Although she is only 26 years old, Sayyida Nada Al Said has some serious responsibility on her young shoulders, heading the unit of external relations at the National Museum, which was established by Royal Decree and opened last week. Despite this, Sayyida Nada, the youngest of four daughters, is calm and polite when we meet.



When she was little, Sayyida Nada dreamed of becoming a vet, but as she got older, an interest in art took over. “I studied interdisciplinary design and my path has always led me to art and design,” she tells me. “I wanted to have a job that had three main areas – no structured daily routine, creativity and to keep me intrigued and learning something new every day. I never thought of working for a museum, but it’s actually the perfect match.”

Her job with the museum came about by chance, as she reveals she wasn’t even aware of the venture to begin with. “Although I grew up visiting museums and galleries, I didn’t know about the National Museum project until someone mentioned it to me. Nothing was advertised about it, [but] I applied for a job through the Ministry of Heritage and Culture and got it.”

Sayyida Nada joined the team in March last year and after starting with mock-ups to determine how and where artefacts would be placed (she’s also done infographics, illustrations, loan transportation and insurance), she moved into curating for a while, working on a showcase about Omani women.

Although Sayyida Nada enjoyed the task, she admits it was not without its difficulties. “We were almost about to cancel that showcase,” she reveals. “I was looking at very historical people, which we only had stories about, but no solid artefacts, so I went on to the [modern day]. So the first ambassador of Oman, the first lady of Oman and I went to seek artefacts for these women. It developed from there.”

The museum is the collaborative result of Oman working with French, Spanish, Italian, Portuguese and Russian consultants to curate the collections and will play an important role in preserving the cultural heritage of the Sultanate.

Some of the objects on display were donated to the museum by Omanis living in Oman and abroad, while they have also taken objects on loan from other countries, the first of which were three tombstones from the Victoria and Albert Museum in London, which were originally from Oman, but spent 80 years in the English capital.

The number of archaeological artefacts in the museum stands at about 6,000, the oldest of which is from the third millennium BC. The collections include antiques, craft industries, manuscripts and models of ships, castles and forts among others.

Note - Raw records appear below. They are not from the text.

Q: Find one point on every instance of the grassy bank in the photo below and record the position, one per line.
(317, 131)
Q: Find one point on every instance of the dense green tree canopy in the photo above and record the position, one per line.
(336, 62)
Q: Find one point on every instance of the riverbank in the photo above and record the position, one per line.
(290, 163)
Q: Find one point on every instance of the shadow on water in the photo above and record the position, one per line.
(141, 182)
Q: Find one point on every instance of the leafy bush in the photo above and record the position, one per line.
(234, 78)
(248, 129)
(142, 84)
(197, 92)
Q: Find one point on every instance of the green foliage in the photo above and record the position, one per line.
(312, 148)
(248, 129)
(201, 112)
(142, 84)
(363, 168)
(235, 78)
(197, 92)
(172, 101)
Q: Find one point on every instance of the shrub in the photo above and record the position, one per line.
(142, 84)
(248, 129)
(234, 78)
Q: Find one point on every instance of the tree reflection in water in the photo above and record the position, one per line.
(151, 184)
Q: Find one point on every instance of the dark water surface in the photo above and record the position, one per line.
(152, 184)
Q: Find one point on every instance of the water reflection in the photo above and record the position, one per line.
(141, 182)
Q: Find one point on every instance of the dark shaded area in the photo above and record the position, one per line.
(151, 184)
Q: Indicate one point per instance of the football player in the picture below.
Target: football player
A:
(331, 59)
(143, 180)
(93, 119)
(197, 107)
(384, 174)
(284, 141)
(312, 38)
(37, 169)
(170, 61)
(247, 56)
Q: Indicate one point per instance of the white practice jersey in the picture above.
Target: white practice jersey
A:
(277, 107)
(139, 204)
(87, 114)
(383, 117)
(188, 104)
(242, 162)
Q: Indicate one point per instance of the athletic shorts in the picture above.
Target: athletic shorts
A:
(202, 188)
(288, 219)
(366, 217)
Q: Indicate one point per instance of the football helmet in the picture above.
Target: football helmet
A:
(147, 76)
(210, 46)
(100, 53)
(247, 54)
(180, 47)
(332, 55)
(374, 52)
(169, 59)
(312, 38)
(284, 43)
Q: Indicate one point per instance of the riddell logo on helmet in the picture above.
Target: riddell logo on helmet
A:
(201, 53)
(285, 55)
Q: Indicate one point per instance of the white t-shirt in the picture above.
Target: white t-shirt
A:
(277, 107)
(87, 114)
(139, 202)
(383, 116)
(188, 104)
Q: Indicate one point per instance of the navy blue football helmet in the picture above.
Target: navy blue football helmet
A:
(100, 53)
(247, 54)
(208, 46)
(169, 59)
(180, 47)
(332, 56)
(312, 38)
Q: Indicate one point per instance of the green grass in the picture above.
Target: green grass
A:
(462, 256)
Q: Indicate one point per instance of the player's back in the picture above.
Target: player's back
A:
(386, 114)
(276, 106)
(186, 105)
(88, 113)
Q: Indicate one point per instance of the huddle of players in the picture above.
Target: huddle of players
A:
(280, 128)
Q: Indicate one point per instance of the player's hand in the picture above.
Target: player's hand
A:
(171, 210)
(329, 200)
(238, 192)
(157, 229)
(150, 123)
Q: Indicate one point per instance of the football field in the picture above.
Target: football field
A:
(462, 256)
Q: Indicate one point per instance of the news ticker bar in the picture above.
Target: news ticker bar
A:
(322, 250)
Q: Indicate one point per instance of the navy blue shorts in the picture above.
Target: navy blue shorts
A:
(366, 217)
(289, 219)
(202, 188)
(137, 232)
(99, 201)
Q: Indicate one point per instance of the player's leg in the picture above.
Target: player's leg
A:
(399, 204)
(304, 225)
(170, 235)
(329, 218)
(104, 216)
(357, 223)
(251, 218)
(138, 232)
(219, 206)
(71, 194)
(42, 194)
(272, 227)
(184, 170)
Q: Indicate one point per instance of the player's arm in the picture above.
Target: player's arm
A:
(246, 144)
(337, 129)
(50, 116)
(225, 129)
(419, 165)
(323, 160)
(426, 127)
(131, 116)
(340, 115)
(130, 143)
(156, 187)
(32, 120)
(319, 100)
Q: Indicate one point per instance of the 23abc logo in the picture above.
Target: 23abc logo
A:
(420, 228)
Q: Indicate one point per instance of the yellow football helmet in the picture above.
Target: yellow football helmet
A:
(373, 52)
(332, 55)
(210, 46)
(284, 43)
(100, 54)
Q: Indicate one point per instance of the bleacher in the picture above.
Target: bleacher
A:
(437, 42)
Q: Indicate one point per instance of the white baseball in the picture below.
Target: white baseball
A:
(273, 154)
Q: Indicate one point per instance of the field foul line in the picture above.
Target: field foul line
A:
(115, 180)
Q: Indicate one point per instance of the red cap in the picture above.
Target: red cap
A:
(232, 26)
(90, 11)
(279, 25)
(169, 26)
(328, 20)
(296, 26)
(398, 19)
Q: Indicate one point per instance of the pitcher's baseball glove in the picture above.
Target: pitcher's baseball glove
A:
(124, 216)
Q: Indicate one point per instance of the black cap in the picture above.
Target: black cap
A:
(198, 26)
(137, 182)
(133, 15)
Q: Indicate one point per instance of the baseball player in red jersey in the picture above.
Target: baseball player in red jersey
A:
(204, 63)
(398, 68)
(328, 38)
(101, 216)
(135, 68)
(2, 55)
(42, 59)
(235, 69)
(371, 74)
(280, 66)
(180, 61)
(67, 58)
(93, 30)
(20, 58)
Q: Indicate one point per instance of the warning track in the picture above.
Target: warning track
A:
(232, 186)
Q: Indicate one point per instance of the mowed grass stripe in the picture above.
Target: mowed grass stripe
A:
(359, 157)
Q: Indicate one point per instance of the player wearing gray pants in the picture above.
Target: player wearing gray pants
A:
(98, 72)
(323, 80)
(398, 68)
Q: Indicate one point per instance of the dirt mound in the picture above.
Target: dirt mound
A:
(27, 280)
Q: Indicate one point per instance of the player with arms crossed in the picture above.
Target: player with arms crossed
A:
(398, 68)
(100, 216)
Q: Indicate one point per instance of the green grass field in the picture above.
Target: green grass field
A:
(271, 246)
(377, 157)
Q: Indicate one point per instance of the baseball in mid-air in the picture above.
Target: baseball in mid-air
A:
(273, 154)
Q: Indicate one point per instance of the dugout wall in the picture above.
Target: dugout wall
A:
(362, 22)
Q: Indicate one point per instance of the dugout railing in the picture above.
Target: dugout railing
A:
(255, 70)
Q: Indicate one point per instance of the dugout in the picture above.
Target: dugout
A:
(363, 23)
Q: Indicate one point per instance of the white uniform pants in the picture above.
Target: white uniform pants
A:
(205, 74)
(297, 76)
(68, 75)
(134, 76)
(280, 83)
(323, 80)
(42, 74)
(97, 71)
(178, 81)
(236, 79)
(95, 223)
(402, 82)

Sayyida Nada started her current role just two months ago. “It fits with my personality,” she says. “My father was a diplomat and so I have seen a lot all over the world [and] been exposed to different cultures and environments.

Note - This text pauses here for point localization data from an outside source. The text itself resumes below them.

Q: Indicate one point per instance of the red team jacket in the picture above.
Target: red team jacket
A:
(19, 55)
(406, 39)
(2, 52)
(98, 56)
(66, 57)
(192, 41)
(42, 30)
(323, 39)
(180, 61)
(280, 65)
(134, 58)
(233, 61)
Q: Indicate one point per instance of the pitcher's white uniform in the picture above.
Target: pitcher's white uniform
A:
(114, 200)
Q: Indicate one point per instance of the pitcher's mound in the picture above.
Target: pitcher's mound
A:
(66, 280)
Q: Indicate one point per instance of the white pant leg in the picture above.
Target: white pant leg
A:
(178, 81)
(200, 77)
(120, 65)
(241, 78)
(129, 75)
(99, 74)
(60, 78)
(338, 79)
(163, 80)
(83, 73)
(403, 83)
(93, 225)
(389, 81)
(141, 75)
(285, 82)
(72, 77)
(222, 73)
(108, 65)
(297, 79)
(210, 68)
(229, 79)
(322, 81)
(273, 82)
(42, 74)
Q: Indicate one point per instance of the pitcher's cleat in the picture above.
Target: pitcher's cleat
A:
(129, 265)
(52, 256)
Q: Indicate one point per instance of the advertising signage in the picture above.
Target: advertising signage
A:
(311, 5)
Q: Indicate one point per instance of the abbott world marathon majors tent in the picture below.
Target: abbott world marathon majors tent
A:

“My main responsibilities are to maintain and create new relationships with other international and regional institutions that could enhance the museum’s various areas, as well as promote Oman’s heritage and culture through the museum on an international scale.”

The museum will not be ready for the public until early to mid-2016. School visits and interactive sessions with poets, storytellers and musicians are all in the pipeline for the future and Sayyida Nada says that a lot will change based on the feedback of visitors.

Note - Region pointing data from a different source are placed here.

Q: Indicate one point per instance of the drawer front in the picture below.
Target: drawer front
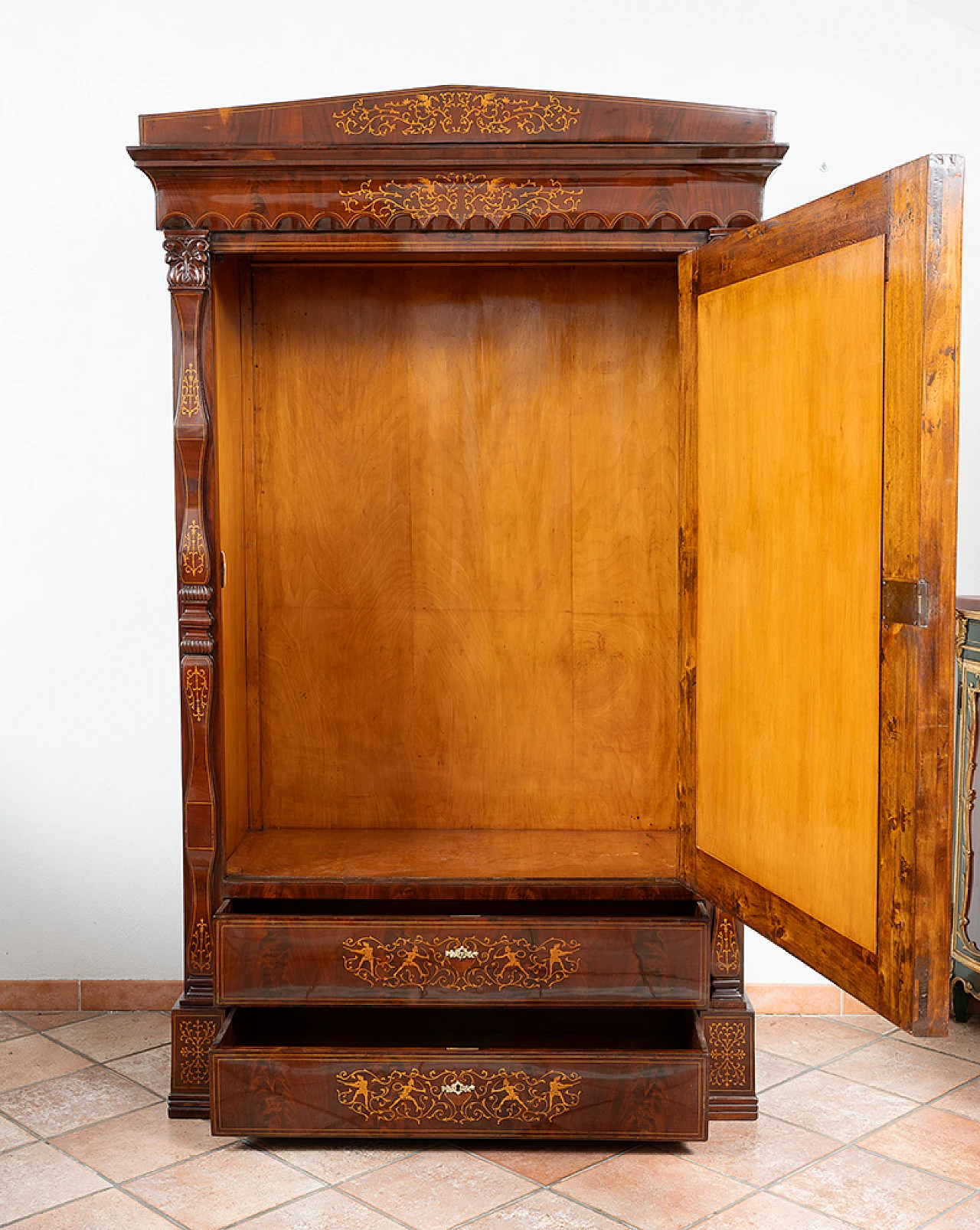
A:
(645, 1096)
(280, 960)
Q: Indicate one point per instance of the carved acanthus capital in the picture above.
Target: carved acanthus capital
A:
(187, 260)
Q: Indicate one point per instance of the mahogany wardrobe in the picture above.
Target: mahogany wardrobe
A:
(566, 578)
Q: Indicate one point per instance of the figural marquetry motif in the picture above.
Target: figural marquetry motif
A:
(460, 197)
(456, 112)
(465, 964)
(199, 951)
(728, 1048)
(197, 692)
(194, 1039)
(727, 946)
(459, 1096)
(187, 262)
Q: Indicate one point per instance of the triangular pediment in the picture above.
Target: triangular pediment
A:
(458, 113)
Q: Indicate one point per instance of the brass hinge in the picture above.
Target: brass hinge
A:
(905, 602)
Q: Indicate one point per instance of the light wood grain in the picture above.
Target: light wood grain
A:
(452, 468)
(789, 481)
(456, 855)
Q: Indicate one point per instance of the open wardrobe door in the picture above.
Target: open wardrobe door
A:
(819, 357)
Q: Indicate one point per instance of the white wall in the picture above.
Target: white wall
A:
(89, 749)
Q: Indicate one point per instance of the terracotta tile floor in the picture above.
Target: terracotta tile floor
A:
(860, 1127)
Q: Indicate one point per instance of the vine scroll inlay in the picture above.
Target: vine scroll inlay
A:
(465, 964)
(728, 1043)
(190, 400)
(199, 951)
(462, 197)
(194, 1039)
(727, 946)
(193, 551)
(197, 692)
(470, 1096)
(454, 112)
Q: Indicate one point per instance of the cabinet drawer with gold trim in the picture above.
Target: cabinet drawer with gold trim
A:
(655, 951)
(586, 1074)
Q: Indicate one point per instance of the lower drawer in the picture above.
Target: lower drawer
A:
(627, 1075)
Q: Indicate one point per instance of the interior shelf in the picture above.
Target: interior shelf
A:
(452, 856)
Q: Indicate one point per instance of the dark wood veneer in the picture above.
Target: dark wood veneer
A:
(439, 397)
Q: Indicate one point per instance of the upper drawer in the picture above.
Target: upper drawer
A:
(653, 951)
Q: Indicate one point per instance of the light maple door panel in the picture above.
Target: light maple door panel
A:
(818, 358)
(789, 544)
(464, 572)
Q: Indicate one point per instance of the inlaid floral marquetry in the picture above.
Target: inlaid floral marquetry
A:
(199, 951)
(456, 112)
(462, 198)
(465, 964)
(728, 1048)
(197, 692)
(459, 1096)
(188, 405)
(193, 551)
(194, 1039)
(727, 946)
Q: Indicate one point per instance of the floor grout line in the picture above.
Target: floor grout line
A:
(870, 1039)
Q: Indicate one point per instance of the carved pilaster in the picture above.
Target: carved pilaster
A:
(727, 960)
(730, 1026)
(192, 1033)
(187, 257)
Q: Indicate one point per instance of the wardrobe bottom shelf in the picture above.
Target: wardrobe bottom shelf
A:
(514, 1074)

Apart from her everyday job, Sayyida Nada enjoys horse riding and playing the guitar and flute.

“I lived in Oman for a short time at a very young age for five years, so this is the first time to experience it as an adult, and it’s very exciting,” she says. “Especially working with the museum and having the best in-depth knowledge of Oman at my fingertips. It reminds me every day of the importance of preserving Oman’s tangible and intangible heritage.

“I believe the museum is a great representative of Oman’s current status, in that it is moving forward into modern times whilst still staying rooted to its rich heritage.